Das Canon besticht mit einem wunderbar schnellen Ultraschall-AF, der Stangen AF beider Tamron ist im Vergleich dazu schlankweg lahm.

Das Canon ändert seine Länge beim Fokussionieren nicht, beide Tamrons fahren einen langen Fronttubus aus, bei Unendlich-Einstellung sind sie erheblich kürzer als das Canon verpackbar, das Canon ist in einem normalen Fotorucksack aufrecht kaum unterzubringen.

 

 

 1:1- Macro-Vergleich f=2.8 und f=16

 

100 % Bildausschnitte aus dem Motiv oben (jeweils bei bester Schärfe (ich habe den wegrollenden kleinen Z-Eisenbahnwagen mehrfach neu aufstellen müssen, wodurch sich die Schärfebene geringfügig verschob)) im Vergleich bei 1:1 Macro-Einstellung, links bei f=2.8, rechts bei f=16, jeweils von oben: Tamron neu, Tamron alt, Canon. Die beiden Tamrons zeigen keinen relevanten Unterschiede in überragender Bildqualität (auch nicht bei unterschiedlichen Blenden), das Canon fällt etwas ab, insbesondere durch chromatische Aberationen, wenngleich auch das Canon absolut auf hohem Niveau liegt.

 

 Portrait-Entfernung f=8

100 % Bildausschnitt Keine relevanten Unterschiede, leichte Schärfendifferenzen liegen an minimaler Differenz der Lage der Schärfeneben. Etwas warme Tönung des älteren Tamrons.

 

 Naturobjekt, kritische Farbe, f=8

Vergrößerung etwa 1:3,5 !

Hier zeigen Canon und neues Tamron Vorteile, die warme Tönung des älteren Tamrons verfälscht etwas den Farbton. In der Schärfe zeigt keines der Objektive einen relevanten Vorteil.

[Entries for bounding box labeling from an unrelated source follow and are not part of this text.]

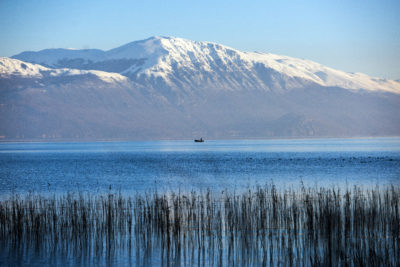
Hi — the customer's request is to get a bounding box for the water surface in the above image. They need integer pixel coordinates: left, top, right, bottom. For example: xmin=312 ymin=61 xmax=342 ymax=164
xmin=0 ymin=138 xmax=400 ymax=195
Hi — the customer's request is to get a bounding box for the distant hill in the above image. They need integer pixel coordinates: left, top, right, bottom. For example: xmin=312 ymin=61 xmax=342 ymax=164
xmin=0 ymin=37 xmax=400 ymax=140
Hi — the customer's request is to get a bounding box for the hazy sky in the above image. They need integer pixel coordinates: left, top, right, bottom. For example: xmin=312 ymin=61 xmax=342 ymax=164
xmin=0 ymin=0 xmax=400 ymax=79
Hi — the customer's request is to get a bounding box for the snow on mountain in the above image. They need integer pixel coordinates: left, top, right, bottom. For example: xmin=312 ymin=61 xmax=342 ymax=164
xmin=13 ymin=36 xmax=400 ymax=93
xmin=0 ymin=57 xmax=127 ymax=83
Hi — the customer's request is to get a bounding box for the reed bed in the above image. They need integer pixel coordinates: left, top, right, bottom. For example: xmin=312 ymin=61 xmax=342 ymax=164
xmin=0 ymin=185 xmax=400 ymax=266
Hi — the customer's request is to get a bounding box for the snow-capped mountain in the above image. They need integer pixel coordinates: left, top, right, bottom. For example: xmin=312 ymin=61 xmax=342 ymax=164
xmin=0 ymin=57 xmax=128 ymax=83
xmin=13 ymin=37 xmax=400 ymax=93
xmin=0 ymin=37 xmax=400 ymax=140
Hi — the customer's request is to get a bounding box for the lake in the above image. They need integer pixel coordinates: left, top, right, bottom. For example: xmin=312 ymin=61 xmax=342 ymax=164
xmin=0 ymin=138 xmax=400 ymax=196
xmin=0 ymin=138 xmax=400 ymax=267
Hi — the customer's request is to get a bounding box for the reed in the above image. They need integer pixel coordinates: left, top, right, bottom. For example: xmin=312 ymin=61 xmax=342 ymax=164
xmin=0 ymin=185 xmax=400 ymax=266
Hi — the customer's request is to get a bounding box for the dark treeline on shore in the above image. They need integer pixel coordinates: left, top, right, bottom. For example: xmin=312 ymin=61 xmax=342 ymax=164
xmin=0 ymin=185 xmax=400 ymax=266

In anderen Vergleichsaufnahmen zeigte das Canon ein besonders schönes Bokeh.

 

 Vignettierung f=2.8

Streifen-Ausschnitte vom oberen Bildrand

Hier dominiert ebenfalls das Canon, beide Tamrons vignettieren etwas, zwischen f=4 und f=5.6 ist dies aber nicht mehr zu sehen.

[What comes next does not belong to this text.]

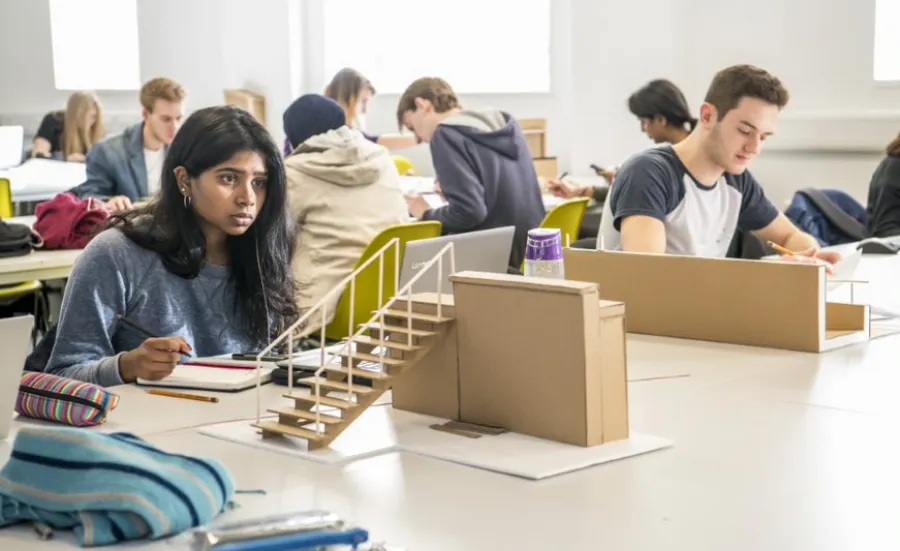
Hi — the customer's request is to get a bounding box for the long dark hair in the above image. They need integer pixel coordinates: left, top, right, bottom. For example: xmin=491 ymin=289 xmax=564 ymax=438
xmin=628 ymin=79 xmax=697 ymax=130
xmin=109 ymin=106 xmax=297 ymax=344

Die Angabe von Tamron, hier etwas geändert zu haben, kann nicht bestätigt werden, altes und neues Tamron Macro liegen etwa gleichauf.

 

 Mein Fazit:

Das neue Tamron-Objektiv ist optisch genauso hervorragend wie das alte, relevante Schärfe-Unterschiede sind nicht feststellbar. Verbessert wurde die Vergütung, die jetzt farbneutraler ist. Unverändert zeigt das Canon im Bereich von Vergrößerungen höher als 1:2 Schwächen, die sich aber durch eine hochwertige Vorsatzlinse bekannterweise korrigieren lassen. Im übrigen Bereich kann das Canon voll mithalten, ist sehr farbtreu, brilliert mit dem schnellen USM-AF und zeigt praktisch keine Vignettierung, während beide Tamrons hier leichte Schwächen zeigen.

Alle 3 Objektive liegen auf höchstem Niveau.